The company owns the proprietary Infinity platform, which is used to develop customised battery solutions. The emphasis here is on durability, the production of reliable batteries which can combine power with a very high level of safety. A good example of their use is in the electric vehicles employed in larger warehouses, where companies need rapid charging and don’t want to have to keep replacing batteries.
Safety and density are at the core of the company’s approach to energy storage as well.
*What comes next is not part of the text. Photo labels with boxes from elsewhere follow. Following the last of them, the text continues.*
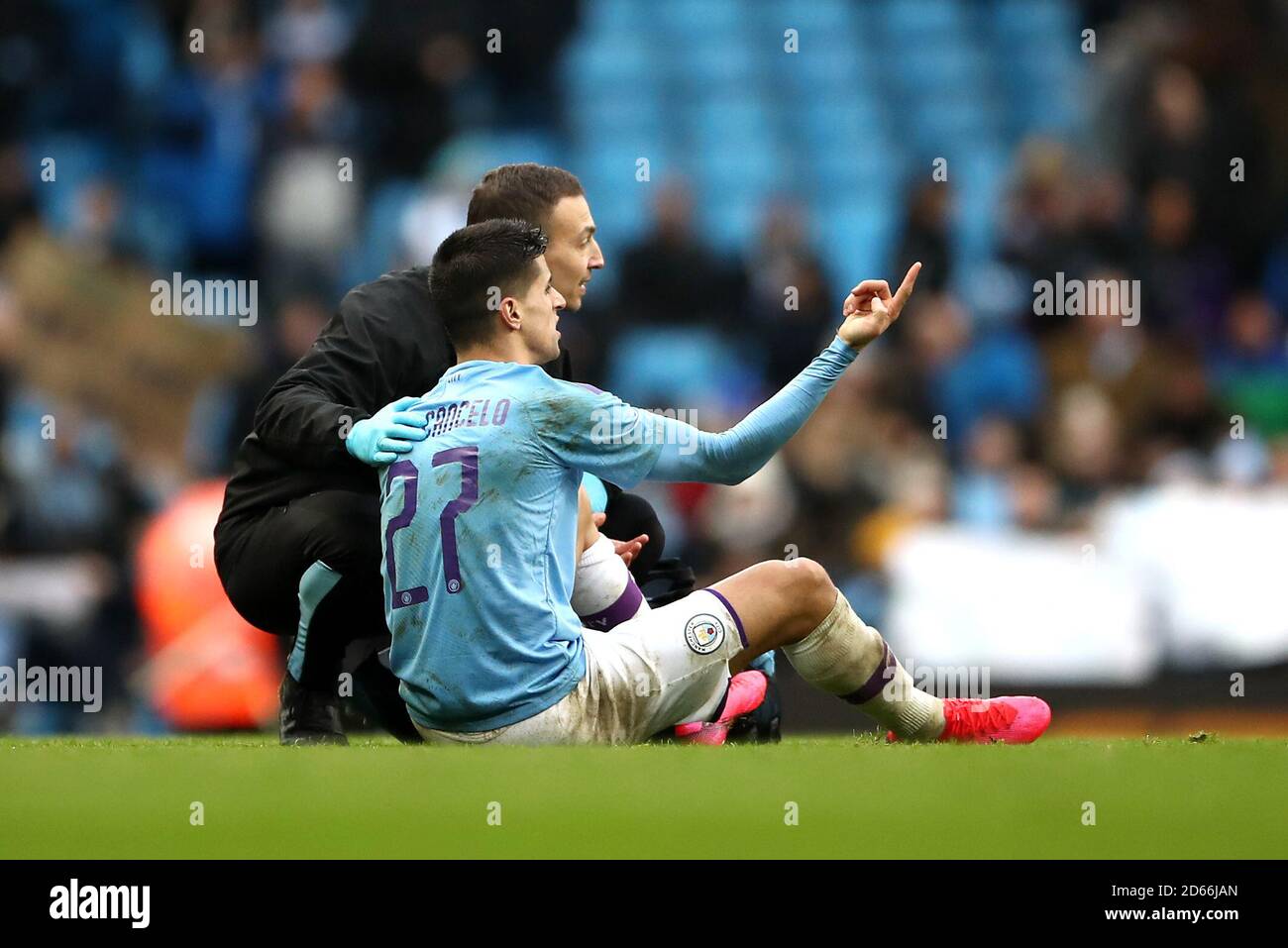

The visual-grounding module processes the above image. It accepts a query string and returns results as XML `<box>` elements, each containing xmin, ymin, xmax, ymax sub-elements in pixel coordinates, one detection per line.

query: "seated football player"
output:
<box><xmin>381</xmin><ymin>220</ymin><xmax>1050</xmax><ymax>745</ymax></box>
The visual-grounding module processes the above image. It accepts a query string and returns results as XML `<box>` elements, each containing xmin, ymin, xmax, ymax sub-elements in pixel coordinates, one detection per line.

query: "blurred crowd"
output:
<box><xmin>0</xmin><ymin>0</ymin><xmax>1288</xmax><ymax>726</ymax></box>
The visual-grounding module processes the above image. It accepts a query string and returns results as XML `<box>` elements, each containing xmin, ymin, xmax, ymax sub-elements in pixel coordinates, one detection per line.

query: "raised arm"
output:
<box><xmin>524</xmin><ymin>263</ymin><xmax>921</xmax><ymax>488</ymax></box>
<box><xmin>648</xmin><ymin>263</ymin><xmax>921</xmax><ymax>484</ymax></box>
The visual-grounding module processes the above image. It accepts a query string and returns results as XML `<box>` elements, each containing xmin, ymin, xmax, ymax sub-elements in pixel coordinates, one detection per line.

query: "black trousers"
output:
<box><xmin>215</xmin><ymin>490</ymin><xmax>666</xmax><ymax>690</ymax></box>
<box><xmin>215</xmin><ymin>490</ymin><xmax>378</xmax><ymax>690</ymax></box>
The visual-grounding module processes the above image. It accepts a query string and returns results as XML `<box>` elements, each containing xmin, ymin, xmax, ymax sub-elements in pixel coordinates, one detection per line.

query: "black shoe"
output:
<box><xmin>353</xmin><ymin>649</ymin><xmax>425</xmax><ymax>745</ymax></box>
<box><xmin>640</xmin><ymin>557</ymin><xmax>697</xmax><ymax>609</ymax></box>
<box><xmin>725</xmin><ymin>675</ymin><xmax>783</xmax><ymax>745</ymax></box>
<box><xmin>277</xmin><ymin>673</ymin><xmax>349</xmax><ymax>745</ymax></box>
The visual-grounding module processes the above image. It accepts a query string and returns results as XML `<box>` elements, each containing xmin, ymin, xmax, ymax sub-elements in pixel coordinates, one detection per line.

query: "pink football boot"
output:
<box><xmin>886</xmin><ymin>695</ymin><xmax>1051</xmax><ymax>745</ymax></box>
<box><xmin>675</xmin><ymin>670</ymin><xmax>769</xmax><ymax>747</ymax></box>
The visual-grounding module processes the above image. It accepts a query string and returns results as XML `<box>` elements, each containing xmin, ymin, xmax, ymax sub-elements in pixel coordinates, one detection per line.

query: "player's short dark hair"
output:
<box><xmin>465</xmin><ymin>161</ymin><xmax>587</xmax><ymax>227</ymax></box>
<box><xmin>429</xmin><ymin>218</ymin><xmax>548</xmax><ymax>348</ymax></box>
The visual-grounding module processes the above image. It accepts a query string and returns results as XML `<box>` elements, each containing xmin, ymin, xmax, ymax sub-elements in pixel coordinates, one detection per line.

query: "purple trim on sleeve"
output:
<box><xmin>841</xmin><ymin>645</ymin><xmax>896</xmax><ymax>704</ymax></box>
<box><xmin>581</xmin><ymin>575</ymin><xmax>644</xmax><ymax>632</ymax></box>
<box><xmin>707</xmin><ymin>586</ymin><xmax>747</xmax><ymax>648</ymax></box>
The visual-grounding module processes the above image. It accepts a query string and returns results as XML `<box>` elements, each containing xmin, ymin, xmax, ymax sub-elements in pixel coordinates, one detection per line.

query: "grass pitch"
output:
<box><xmin>0</xmin><ymin>735</ymin><xmax>1288</xmax><ymax>859</ymax></box>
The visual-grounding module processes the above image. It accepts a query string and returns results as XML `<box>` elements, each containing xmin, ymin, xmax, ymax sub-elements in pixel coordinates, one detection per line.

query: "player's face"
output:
<box><xmin>545</xmin><ymin>194</ymin><xmax>604</xmax><ymax>312</ymax></box>
<box><xmin>519</xmin><ymin>257</ymin><xmax>564</xmax><ymax>366</ymax></box>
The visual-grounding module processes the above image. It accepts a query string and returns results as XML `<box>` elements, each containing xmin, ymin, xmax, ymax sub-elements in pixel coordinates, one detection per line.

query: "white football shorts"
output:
<box><xmin>417</xmin><ymin>588</ymin><xmax>746</xmax><ymax>745</ymax></box>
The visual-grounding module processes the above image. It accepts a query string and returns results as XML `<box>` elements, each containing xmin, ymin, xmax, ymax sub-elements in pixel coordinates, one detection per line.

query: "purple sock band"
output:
<box><xmin>707</xmin><ymin>587</ymin><xmax>747</xmax><ymax>648</ymax></box>
<box><xmin>581</xmin><ymin>576</ymin><xmax>644</xmax><ymax>632</ymax></box>
<box><xmin>841</xmin><ymin>645</ymin><xmax>896</xmax><ymax>704</ymax></box>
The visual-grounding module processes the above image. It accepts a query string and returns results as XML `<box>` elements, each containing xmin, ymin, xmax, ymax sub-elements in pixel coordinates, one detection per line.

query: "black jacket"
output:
<box><xmin>215</xmin><ymin>266</ymin><xmax>570</xmax><ymax>533</ymax></box>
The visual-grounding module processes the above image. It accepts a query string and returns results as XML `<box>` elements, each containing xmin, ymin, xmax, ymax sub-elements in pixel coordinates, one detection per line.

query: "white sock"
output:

It has been working with clients in busy urban centres – e.g. universities – to help them install and operate larger batteries which can provide on-site energy storage.
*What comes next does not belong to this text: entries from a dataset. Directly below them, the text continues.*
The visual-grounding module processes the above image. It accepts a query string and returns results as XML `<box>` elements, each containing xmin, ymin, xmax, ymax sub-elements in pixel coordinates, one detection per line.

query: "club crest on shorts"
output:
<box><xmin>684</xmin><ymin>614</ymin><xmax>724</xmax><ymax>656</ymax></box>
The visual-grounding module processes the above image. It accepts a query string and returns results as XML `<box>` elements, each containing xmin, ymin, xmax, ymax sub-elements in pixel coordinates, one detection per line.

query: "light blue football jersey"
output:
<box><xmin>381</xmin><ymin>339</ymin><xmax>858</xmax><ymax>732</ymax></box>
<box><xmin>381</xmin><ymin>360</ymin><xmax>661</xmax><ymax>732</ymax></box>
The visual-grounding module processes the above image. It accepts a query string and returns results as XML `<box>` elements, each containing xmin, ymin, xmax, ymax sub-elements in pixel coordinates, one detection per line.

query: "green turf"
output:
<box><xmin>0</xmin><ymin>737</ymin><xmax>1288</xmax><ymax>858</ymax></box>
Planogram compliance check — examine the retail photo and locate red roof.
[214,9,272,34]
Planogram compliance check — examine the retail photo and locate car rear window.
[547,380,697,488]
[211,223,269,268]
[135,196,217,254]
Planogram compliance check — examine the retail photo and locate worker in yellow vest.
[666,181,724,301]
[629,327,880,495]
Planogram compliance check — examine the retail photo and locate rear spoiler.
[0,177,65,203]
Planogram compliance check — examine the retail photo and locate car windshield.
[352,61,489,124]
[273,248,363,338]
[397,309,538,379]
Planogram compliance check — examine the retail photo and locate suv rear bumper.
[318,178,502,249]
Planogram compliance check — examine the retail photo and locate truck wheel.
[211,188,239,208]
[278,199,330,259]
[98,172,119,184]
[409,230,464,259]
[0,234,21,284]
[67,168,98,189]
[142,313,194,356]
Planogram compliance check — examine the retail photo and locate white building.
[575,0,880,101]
Electrovaya also has a proprietary approach to solid state batteries using industry-leading energy density with a lithium metal anode, high performance NMC cathode and proprietary solid composite electrolyte. This is designed for mass-production and draws on a cost-effective, sustainable manufacturing process.
According to Shawn Severson, who looks after climate tech and sustainable investing at Water Tower Research in Canada, “Lithium-ion batteries are gaining increased importance due to higher energy efficiency, longer life span, and higher density. As a result, LIBs are fidning growing applications in industrial vehicles, like forklifts, lift trucks, ground support applications, electric vehicles, stationary energy storage and consumer electronics, among others, with Electrovaya well positioned to leverage this megatrend.”
Battery safety is increasingly coming to the fore. Two major companies had multi-billion dollar recalls last year due to battery safety. One of Electrovaya’s main selling points is the high degree of safety offered by its ceramic components – look at the the pristine safety record of its Daimler e-Smart cars batteries.
Electrovaya reckons that its battery is a ‘million mile’ item, enabling e-vehicles to work very long hours, sometimes even 24 hours a day. Feedback from companies that already use the technology, like Walmart for instance, indicates that the Electrovaya batteries are very robust indeed.
Electrovaya is very focused on the commercial vehicle segment at the moment; this includes the up to 2m e-lift trucks that will be operating in the US market soon. The company is after around 10% of the massive electric forklift sector, which will require around 20,000 batteries. This is part of its pivot away from the private car market towards what it considers to be the more valuable commercial vehicle market.
It is increasingly looking like 2022 will be a pivotal year for Electrovaya, as it anticipates around CAD 27m in revenue with a positive EBITDA. More and more companies are planning to replace the lead-acid batteries in their vehicles with electric ones. Taking just one example, Raymond/Toyota Material Handling has a minimum purchase requirement in place of CAD 15m to maintain its exclusivity with Electrovaya.